Teacher Tenure?

Let me start this by saying that at the time of this writing I am a first year teacher. I currently teach in a private school where tenure doesn't really exist. So the comments I make here are simply me thinking (and typing) out loud. In no way should my musings be mistaken for professional political discourse.  Thank You.

 Not to long ago I got into a pretty heated debate with my then fiancĂ©e (now wife) about tenured teachers. My wife was a teacher at the time of this debate and she stood on the pro tenure side. I myself represented tenure reform side of the debate. We eventually had to stop the discussion because our food arrived and the subject mostly slipped from my mind, until I came across this article. NJ Governor Chris Christie is calling for an end to teacher tenure. Suddenly the memory of that argument came rushing back.

Before I was a teacher I worked in small design shop. I knew that if I did not do my job than I would face being fired. This was known and understood by everyone in my place of employment and nobody really thought anything of it. We did our job, got our paycheck and went home. At that time I thought that the school system should work the same way. Successful Teacher = Learned Student; if that simple equation was not fulfilled than the teacher was not doing their job and should risk being fired. As I began studying to be a teacher however I realized that the equation may be much more complicated than that. I'm no math professor but I think it could look a little more like this: where t=teacher, s=student, p=parent, m=available materials, x=student performance, e=environment; (t+(s*p^2))/-m = x/e. Correct me if I'm wrong but that is to many variables to put on the shoulders of a teacher alone. I do however still believe that the tenure process is too protective in many ways. Check out this chart below to see what a worst case scenario looks like for a tenured teacher who is not doing their job (click image for a larger version);
nj teacher tenure
This is a problem
A teacher that is blatantly not doing their job does not deserve 2-5 years to continue not doing that job. Very few (if any) jobs offer that kind of protection.

One of my professors related a story to me from when he was a principal. He had a tenured teacher who would literally clip his nails during class while the students copied from the text book. My professor (we will call him Mr. A) attempted to start the process of getting this teacher fired. He was unable to get sufficient evidence that he was not doing his job and therefore was unable to proceed. Eventually Mr. A witnessed this teacher push a student into the lockers and Mr. A was finally able to move forward with the process of firing the teacher. Because the accusation involved physical student contact the teacher was suspended with pay while the process began. It took 2 years for the evidence to be gathered, and all the paper to be signed and verified.

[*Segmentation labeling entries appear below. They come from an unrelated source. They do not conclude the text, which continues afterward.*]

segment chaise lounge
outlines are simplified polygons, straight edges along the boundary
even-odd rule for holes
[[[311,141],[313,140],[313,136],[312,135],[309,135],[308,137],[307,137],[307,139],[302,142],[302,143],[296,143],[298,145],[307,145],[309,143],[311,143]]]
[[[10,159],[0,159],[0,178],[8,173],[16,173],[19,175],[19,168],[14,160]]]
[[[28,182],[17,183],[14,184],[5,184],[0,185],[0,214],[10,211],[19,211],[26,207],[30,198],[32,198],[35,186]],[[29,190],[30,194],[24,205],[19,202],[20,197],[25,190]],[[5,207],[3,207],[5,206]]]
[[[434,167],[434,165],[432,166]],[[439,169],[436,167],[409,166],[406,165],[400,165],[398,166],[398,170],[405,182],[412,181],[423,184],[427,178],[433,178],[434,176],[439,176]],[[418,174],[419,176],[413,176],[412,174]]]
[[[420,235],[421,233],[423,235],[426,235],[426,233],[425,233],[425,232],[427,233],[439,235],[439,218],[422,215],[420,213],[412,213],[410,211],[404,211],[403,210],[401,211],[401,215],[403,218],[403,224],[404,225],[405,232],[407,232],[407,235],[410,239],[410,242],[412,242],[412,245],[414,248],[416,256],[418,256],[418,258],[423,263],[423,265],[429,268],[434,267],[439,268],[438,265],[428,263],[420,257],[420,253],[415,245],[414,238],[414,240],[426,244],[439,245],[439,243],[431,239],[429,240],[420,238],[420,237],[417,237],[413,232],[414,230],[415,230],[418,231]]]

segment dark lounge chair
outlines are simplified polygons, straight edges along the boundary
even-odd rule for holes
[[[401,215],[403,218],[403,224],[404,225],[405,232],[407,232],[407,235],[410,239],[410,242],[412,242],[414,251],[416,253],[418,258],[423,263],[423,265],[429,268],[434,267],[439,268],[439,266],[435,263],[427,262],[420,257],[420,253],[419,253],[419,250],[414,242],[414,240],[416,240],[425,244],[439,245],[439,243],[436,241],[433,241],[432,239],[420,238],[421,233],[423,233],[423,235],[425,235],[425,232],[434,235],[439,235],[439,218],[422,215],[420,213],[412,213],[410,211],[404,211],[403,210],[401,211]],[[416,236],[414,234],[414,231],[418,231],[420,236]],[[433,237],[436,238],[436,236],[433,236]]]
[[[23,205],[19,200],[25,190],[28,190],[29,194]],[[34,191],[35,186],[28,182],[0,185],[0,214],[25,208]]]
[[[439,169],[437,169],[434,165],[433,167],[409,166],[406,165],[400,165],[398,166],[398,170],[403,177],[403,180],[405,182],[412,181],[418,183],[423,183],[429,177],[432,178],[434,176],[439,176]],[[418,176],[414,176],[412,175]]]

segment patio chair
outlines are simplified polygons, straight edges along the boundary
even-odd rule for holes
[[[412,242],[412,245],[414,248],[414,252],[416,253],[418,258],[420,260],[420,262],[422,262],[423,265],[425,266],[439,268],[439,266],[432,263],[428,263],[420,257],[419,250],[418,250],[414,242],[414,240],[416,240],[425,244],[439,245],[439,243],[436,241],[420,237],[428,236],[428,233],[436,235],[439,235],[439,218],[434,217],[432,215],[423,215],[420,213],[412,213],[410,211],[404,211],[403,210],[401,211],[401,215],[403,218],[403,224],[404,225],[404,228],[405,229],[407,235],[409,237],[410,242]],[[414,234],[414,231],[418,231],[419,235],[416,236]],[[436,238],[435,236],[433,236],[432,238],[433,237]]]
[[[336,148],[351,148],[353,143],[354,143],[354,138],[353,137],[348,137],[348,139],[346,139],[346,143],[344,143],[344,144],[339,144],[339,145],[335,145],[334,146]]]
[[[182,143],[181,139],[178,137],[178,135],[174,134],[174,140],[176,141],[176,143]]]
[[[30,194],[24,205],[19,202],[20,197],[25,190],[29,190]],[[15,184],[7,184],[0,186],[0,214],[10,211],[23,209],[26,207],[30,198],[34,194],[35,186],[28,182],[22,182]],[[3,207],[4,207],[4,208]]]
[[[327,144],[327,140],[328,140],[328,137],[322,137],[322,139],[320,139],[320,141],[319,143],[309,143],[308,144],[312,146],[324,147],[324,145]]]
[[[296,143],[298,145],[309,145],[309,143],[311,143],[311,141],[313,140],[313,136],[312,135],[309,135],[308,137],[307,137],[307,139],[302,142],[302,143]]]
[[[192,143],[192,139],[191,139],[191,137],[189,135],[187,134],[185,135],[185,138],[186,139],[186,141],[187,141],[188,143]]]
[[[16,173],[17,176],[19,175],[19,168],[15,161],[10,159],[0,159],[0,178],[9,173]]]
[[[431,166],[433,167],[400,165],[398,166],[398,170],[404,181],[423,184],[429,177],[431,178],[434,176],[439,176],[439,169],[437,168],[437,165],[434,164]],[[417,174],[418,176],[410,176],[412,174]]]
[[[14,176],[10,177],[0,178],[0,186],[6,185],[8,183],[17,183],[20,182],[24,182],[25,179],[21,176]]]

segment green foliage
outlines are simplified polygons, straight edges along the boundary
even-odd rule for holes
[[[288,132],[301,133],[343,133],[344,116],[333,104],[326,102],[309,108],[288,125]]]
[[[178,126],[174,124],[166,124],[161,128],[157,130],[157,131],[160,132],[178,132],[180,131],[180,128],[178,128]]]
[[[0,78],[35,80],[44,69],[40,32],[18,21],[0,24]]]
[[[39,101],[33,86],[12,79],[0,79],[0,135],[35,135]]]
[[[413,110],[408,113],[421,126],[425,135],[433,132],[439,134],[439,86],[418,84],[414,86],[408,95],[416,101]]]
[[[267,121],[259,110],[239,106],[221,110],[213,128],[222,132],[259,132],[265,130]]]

After all of this, the day before the hearing the teacher's lawyer called the school district and said the teacher would be willing to tender his resignation if the school would simply pay one more year of salary. The school was forced to accept the offer seeing as if the trial went to court the teacher could have appealed and cost the school much more than that one year of salary.

The above story is a worst case scenario, however the opposite can be true as well. Teachers must be protected from arbitrary action against them. One of my excellent friends is a very capable teacher in the public school system and facing the possibility of being fired by the new principal of her school. The principal does not get along with my friend and because she is not tenured she has little protection from an arbitrary dismissal. Without tenure our students face a possible problem with schools attempting to slash budgets and do so by releasing their highest paid (and commonly most effective) teachers. 

As I said above I am a first year teacher in a school that does not have to worry about tenure. I am unsure of where I stand on the line. I find myself however balanced very precariously. If someone was able to present a viable option of tenure that did not protect the teachers that were simply incompetent  I would probably fall on the side of tenure reform.

Where do you fall on this issue? Do you think that teachers should be protected just as they are? Do you think that there should be a little wiggle room for principals to purge teachers that are under-performing or even prove to be making the school worse?